Fig, Pancetta, and Goat Cheese Brunch Casserole

13.1K
525
189
2025-11-01
Fig, Pancetta, and Goat Cheese Brunch Casserole
Prep Time:
30 mins
Chill Time:
2 hrs
Bake Time:
30 mins
Total Time:
3 hrs
Servings:
12

Ingredients

  • 2 tablespoon butter

  • 1 pound yellow onions, peeled, halved, and sliced 1/4-inch thick

  • 1 teaspoon sugar

  • ½ teaspoon kosher salt

  • ¼ teaspoon dried thyme, crushed

  • 4 - 6 ounce thinly sliced pancetta

  • 7 - 8 cup ciabatta or crusty baguette bread, cut into 1 1/2-inch cubes

  • 8 ounce fresh goat cheese

  • ¾ cup dried figs, stems removed and cut into 1/2-inch pieces

  • 9 eggs

  • ½ cup extra-virgin olive oil

  • ½ cup whipping cream

  • ½ cup freshly grated Parmesan cheese

  • ½ teaspoon kosher salt

  • ¼ teaspoon freshly grated nutmeg

  • 2 tablespoon snipped fresh rosemary, coarsely chopped

Directions

  1. Butter a 3-quart baking dish; scatter the bread in the dish and set aside. In a large skillet heat the 2 tablespoons butter over medium heat. Add the onions, sugar, and 1/2 teaspoon salt. Cook and stir for 10 minutes. Add thyme and cook for 10 minutes more, stirring occasionally. Onions should be tender and lightly browned. Spoon over bread in dish.

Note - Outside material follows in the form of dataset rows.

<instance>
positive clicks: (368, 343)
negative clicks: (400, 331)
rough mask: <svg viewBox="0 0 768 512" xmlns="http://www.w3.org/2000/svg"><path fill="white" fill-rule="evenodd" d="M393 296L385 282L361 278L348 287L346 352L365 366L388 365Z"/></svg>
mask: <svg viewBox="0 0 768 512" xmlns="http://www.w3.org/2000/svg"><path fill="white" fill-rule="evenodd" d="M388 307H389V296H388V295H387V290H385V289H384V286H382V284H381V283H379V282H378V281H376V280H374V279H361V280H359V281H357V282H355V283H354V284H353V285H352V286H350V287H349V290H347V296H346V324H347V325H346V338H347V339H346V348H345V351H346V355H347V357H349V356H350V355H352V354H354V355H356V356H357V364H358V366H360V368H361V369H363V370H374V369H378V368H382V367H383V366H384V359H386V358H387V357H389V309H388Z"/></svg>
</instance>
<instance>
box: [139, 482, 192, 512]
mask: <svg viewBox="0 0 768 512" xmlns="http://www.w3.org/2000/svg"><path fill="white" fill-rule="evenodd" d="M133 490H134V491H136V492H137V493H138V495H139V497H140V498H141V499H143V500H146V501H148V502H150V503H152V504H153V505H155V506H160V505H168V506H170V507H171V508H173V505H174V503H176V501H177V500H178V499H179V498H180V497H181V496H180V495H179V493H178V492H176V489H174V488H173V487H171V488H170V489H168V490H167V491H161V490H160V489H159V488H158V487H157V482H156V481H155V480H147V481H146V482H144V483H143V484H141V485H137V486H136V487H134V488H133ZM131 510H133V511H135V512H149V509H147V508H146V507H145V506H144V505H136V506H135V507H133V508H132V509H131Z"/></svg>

  2. Return the skillet to the heat. Add pancetta slices and cook until lightly browned, but not crisp. Crumble goat cheese over onion mixture and top with pancetta and figs.

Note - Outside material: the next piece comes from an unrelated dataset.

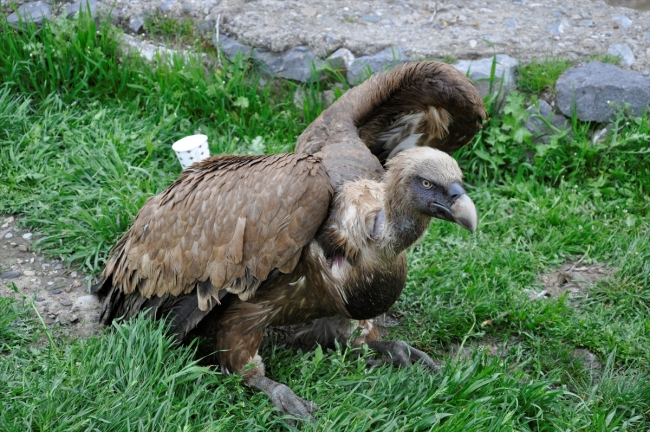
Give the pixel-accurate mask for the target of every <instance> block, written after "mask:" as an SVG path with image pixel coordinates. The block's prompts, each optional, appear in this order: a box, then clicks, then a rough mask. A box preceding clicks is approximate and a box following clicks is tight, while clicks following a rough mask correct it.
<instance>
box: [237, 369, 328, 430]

  3. In a large mixing bowl whisk the eggs well until blended. Whisk in the olive oil and cream until very well blended. Whisk in Parmesan, 1/2 teaspoon salt, and nutmeg. Pour egg mixture over layers in dish. Cover and chill at least 2 hours or overnight.

  4. Remove baking dish from refrigerator and let stand at room temperature for 30 minutes. Preheat oven to 350°F. In a small bowl stir together rosemary with just enough olive oil to coat and a pinch of kosher salt. Uncover dish; sprinkle casserole with rosemary mixture and several grinds of black pepper. Bake for 30 to 40 minutes until puffed and golden brown. Remove and cool on a wire rack for 10 minutes before serving. Sprinkle with additional fresh rosemary, if desired.

Nutrition Facts (per serving)

409 Calories
28g Fat
24g Carbs
15g Protein
Nutrition Facts
Servings Per Recipe 12
Calories 409
% Daily Value *
Total Fat 28g 36%
Saturated Fat 11g 55%
Cholesterol 180mg 60%
Sodium 577mg 25%
Total Carbohydrate 24g 9%
Total Sugars 7g
Protein 15g 30%
Vitamin C 2.9mg 3%
Calcium 150mg 12%
Iron 1.6mg 9%
Potassium 214mg 5%
Folate, total 26.4mcg
Vitamin B-12 0.5mcg
Vitamin B-6 0.1mg

*The % Daily Value (DV) tells you how much a nutrient in a food serving contributes to a daily diet. 2,000 calories a day is used for general nutrition advice.